Indeed, the threat of legal action to prevent hotels using TripTease’s Price Check widget shows how seriously Booking.com is taking the situation. The message is clear: play by our rules or don’t play at all.
Price Check, said to be live on 8,000 brand sites, allows hotels to display the rates of three OTAs, alongside the hotel’s own rate on the brand homepage. It pops up when the guest has already found the hotel providing one last push down the booking funnel. This, says TripTease, leads to as much as a 35% increase in direct conversions.
…the threat of legal action to prevent hotels using TripTease’s Price Check widget shows how seriously Booking.com is taking the situation
If it sounds too good to be true, it is. First published on HotelSpeak, the letter from Booking.com to its hotel partners did not mince words.
“For avoidance of doubt,” wrote the world’s biggest online travel agency, we want our hotel partners to know that they could face legal action if they “are in breach of their contracts”.
If hotels were displaying the wrong rates it required “you, as our Partner, to remove the Booking.com brand and rates from the [TripTease Price Check] widget”.
The deadline for this action was last Friday.
Whether TripTease or any of booking.com hotel partners are in breach of contract remains to be seen but the run in raises some interesting questions.
Given the power and influence that the world’s biggest online travel agent wields in the market place, the first must be whether the letter sent to hotel partners is a bullying step too far.
The second: what does a level playing field and transparency for the consumer really mean in a digital age?
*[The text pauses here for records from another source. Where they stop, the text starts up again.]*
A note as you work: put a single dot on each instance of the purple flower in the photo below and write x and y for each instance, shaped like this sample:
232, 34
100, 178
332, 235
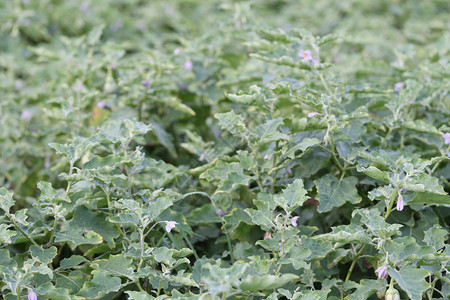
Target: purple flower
84, 7
382, 273
398, 86
116, 26
306, 55
47, 163
18, 84
170, 225
146, 83
446, 137
79, 86
188, 65
32, 295
26, 115
400, 203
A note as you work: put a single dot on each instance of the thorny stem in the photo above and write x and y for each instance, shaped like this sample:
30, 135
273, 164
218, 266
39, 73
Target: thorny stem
350, 270
221, 220
333, 154
22, 232
391, 204
190, 244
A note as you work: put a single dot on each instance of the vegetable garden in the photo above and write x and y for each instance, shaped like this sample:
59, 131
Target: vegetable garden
188, 149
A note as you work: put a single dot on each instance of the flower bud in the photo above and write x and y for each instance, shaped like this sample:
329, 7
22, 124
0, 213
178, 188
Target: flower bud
392, 294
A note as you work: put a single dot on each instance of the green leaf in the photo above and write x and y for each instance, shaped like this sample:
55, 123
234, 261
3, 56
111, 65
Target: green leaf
430, 198
6, 200
233, 123
424, 183
139, 296
263, 215
49, 291
86, 219
45, 256
436, 237
374, 173
74, 260
115, 265
411, 280
295, 194
302, 146
268, 132
266, 282
335, 192
296, 257
366, 288
6, 234
206, 214
100, 285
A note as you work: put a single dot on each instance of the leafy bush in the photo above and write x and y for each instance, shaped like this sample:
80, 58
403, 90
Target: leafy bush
223, 150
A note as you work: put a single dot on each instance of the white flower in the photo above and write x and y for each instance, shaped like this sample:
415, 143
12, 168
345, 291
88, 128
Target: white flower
170, 225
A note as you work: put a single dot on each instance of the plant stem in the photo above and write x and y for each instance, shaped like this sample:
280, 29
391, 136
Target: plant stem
333, 154
364, 246
221, 220
189, 243
52, 234
22, 232
391, 204
325, 85
350, 270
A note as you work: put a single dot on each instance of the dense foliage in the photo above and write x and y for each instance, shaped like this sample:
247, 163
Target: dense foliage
191, 149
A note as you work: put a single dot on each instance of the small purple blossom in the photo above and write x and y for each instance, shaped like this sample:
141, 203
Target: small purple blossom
446, 137
116, 26
32, 295
400, 203
79, 86
146, 83
18, 84
84, 7
306, 55
382, 273
47, 163
188, 65
398, 86
26, 23
170, 225
26, 115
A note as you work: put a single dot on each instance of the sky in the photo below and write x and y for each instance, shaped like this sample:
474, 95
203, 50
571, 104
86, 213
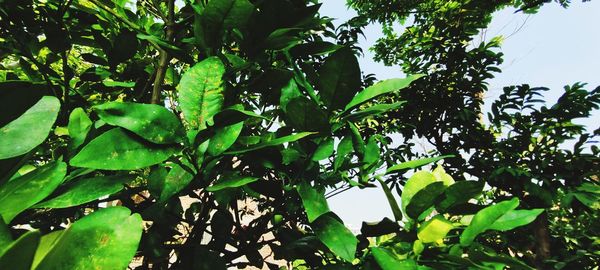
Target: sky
552, 48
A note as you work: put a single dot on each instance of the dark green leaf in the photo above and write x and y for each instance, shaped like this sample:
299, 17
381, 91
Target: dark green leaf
152, 122
336, 237
391, 200
29, 189
459, 193
379, 89
305, 115
339, 79
324, 150
20, 136
515, 218
485, 218
105, 239
232, 182
86, 190
19, 254
274, 142
424, 199
201, 92
224, 138
118, 150
313, 200
79, 126
387, 261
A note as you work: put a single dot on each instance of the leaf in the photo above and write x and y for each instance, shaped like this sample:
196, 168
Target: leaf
19, 136
339, 78
105, 239
377, 109
152, 122
424, 199
117, 150
176, 180
313, 200
344, 149
336, 237
413, 164
224, 138
5, 236
232, 182
19, 254
434, 230
219, 16
387, 261
324, 150
27, 190
274, 142
459, 193
79, 126
378, 89
201, 92
515, 218
485, 218
305, 115
391, 200
86, 190
416, 182
47, 242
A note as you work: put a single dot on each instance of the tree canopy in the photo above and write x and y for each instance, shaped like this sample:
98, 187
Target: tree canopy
209, 134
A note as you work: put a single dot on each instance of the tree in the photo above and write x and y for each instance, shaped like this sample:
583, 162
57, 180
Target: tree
521, 152
209, 135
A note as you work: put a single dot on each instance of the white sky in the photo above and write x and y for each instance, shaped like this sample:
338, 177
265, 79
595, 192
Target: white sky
552, 48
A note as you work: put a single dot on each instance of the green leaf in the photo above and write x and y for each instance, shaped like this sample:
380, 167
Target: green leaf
324, 150
387, 261
118, 150
176, 180
274, 142
305, 115
434, 230
391, 200
459, 193
19, 255
5, 236
377, 109
378, 89
47, 242
152, 122
413, 164
424, 199
515, 218
485, 218
219, 16
313, 200
29, 189
30, 129
416, 182
336, 237
105, 239
344, 149
224, 138
339, 78
86, 190
79, 126
232, 182
201, 92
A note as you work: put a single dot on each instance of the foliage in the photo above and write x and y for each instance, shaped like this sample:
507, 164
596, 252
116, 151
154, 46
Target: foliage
209, 134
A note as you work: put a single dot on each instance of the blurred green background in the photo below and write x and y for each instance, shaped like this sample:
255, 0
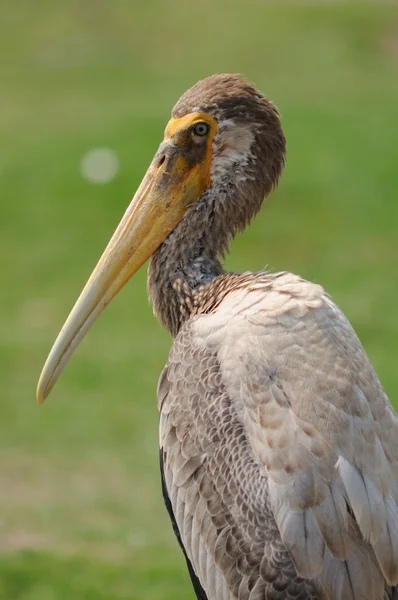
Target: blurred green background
81, 514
At first glance, it looks very much like booking.com as the big bully. The news certainly poses a threat to TripTease’s business model because if hotels can’t display booking.com’s data, then the product undoubtedly loses appeal. Hotels also are less likely to want to sign up for something that has legal action hanging over it.
Given the uneasy, sometimes hostile, relationship between hotels and OTAs in the past, it’s perfectly believable that support for TripTease has, as chief executive Charlie Osmond puts it, been “overwhelming”. Behind the scenes, many hotels have even called for the return of booking.com rates to the widget because they felt the “threats were in poor taste,” he says.
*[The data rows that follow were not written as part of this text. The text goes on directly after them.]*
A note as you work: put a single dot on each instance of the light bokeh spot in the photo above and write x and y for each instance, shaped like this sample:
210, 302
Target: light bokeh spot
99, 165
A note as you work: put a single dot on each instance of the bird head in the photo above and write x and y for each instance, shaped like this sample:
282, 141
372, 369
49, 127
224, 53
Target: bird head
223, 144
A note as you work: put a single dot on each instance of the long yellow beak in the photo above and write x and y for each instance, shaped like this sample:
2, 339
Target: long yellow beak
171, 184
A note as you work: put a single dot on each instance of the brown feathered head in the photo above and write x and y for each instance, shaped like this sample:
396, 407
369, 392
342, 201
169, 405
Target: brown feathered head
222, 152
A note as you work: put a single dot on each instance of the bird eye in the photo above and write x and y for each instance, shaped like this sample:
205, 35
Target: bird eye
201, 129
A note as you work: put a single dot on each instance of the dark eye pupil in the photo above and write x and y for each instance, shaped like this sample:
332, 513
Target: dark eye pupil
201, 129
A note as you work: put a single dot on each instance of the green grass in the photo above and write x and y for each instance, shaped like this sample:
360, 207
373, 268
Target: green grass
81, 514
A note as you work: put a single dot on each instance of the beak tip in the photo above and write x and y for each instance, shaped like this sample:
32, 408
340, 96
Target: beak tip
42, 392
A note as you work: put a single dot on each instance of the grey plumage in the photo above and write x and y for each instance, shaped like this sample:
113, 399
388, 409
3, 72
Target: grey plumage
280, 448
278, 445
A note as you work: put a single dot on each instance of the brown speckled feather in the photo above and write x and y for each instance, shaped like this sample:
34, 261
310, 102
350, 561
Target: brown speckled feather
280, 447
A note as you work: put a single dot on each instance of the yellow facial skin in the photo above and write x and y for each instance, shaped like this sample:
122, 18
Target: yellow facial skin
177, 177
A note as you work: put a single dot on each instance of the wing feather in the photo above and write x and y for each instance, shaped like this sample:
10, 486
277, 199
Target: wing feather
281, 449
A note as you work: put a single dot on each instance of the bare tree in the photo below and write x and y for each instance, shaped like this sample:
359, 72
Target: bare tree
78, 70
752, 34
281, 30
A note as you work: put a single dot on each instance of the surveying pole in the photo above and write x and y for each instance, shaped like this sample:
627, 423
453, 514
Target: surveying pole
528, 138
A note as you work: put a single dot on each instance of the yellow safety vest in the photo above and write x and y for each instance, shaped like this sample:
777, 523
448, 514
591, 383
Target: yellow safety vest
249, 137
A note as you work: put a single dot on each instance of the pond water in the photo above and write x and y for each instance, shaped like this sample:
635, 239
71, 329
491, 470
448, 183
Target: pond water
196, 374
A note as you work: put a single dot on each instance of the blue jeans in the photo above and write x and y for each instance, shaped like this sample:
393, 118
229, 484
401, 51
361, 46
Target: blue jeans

According to Osmond, feedback from its customer success team has been that hotels are saying: ‘I don’t want someone else controlling what I show on my website’.
However, also unsurprisingly, hotels don’t appear to want to come out in support of TripTease publicly.
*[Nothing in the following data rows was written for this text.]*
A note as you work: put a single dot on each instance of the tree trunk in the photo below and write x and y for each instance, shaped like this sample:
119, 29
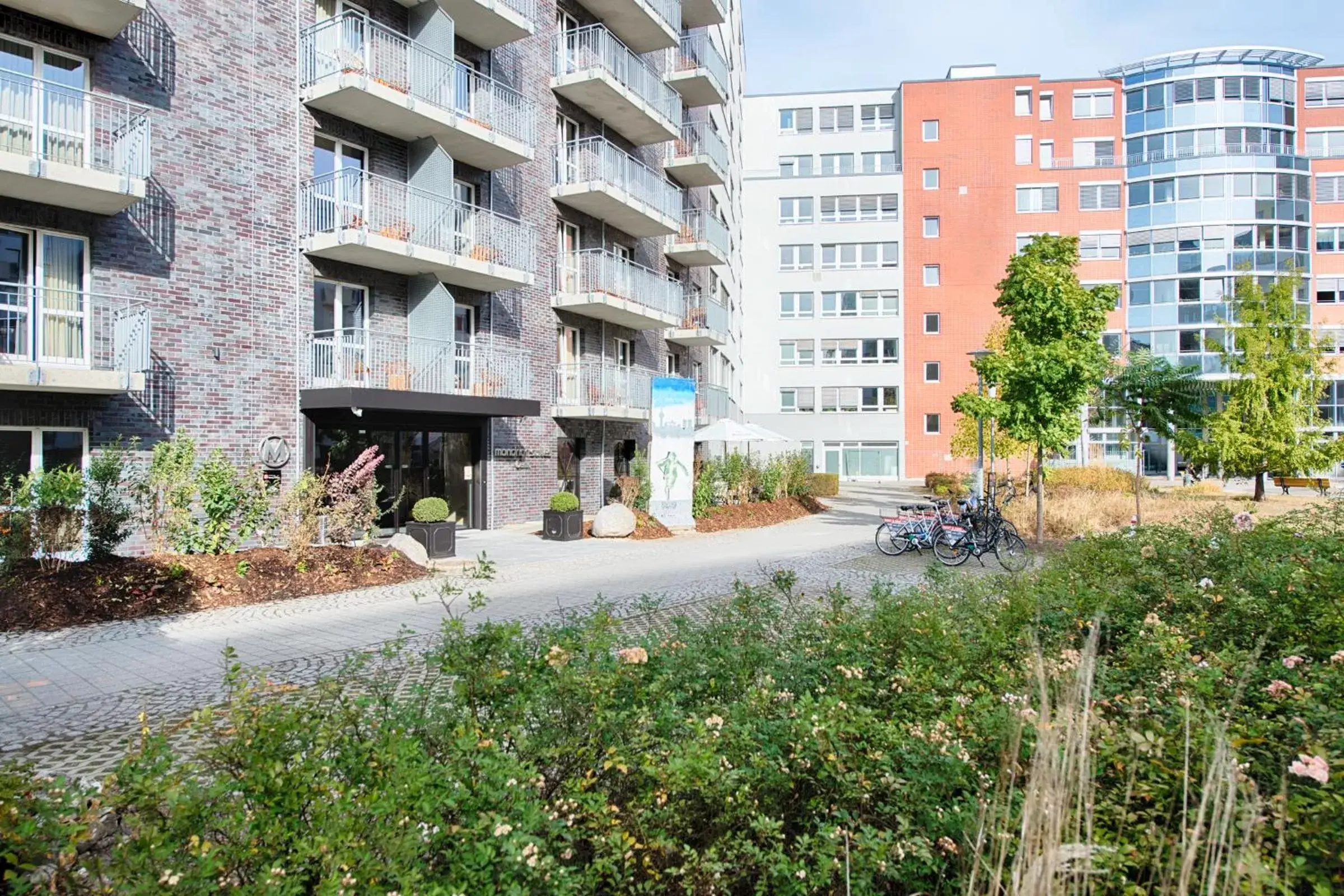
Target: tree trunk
1040, 493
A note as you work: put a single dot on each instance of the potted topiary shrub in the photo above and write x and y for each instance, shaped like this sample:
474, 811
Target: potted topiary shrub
433, 530
563, 521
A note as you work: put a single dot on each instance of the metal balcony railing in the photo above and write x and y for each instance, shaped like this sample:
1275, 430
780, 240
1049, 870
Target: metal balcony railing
353, 43
596, 48
711, 403
699, 226
72, 127
603, 385
596, 159
370, 359
698, 52
699, 139
357, 199
48, 325
595, 270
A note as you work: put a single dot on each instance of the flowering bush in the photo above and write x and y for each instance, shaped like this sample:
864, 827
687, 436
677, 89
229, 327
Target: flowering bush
773, 749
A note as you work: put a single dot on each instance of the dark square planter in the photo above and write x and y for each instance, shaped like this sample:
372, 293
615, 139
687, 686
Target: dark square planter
562, 527
438, 539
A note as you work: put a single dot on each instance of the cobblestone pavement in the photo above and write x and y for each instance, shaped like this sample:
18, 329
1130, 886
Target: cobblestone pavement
71, 699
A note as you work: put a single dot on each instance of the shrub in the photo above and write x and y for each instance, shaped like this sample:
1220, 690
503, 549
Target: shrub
431, 511
565, 503
111, 487
825, 486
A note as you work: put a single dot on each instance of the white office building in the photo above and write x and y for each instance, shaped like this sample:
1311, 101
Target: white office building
822, 343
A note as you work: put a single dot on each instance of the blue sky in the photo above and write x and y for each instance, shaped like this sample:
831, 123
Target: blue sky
830, 45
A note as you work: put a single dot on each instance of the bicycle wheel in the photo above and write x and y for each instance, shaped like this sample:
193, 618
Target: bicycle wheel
890, 540
1012, 553
952, 548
In conversation with EyeforTravel, a senior executive at one mid-sized European chain, which is testing TripTease’s Price Check product in a number of properties, admitted that they were “a bit shocked by the tone of the letter,” which reveals the “true colours of a dominant player in the marketplace”.
Preferring to remain off the record, the executive said the issue should have been resolved between TripTease and booking.com, and the threatening letter to hotel partners was entirely unnecessary. If parity agreements are in place, and the TripTease Price Check widget is displaying accurate rates, then there should be no issue with hotels using this technology, she said.
After all, most well-known hotel booking engines – for example Synxsis (which is working with TripTease), Guestline and iHotelier – are developing their own tools to allow consumers to access rates directly with no need to visit any of the OTAs sites.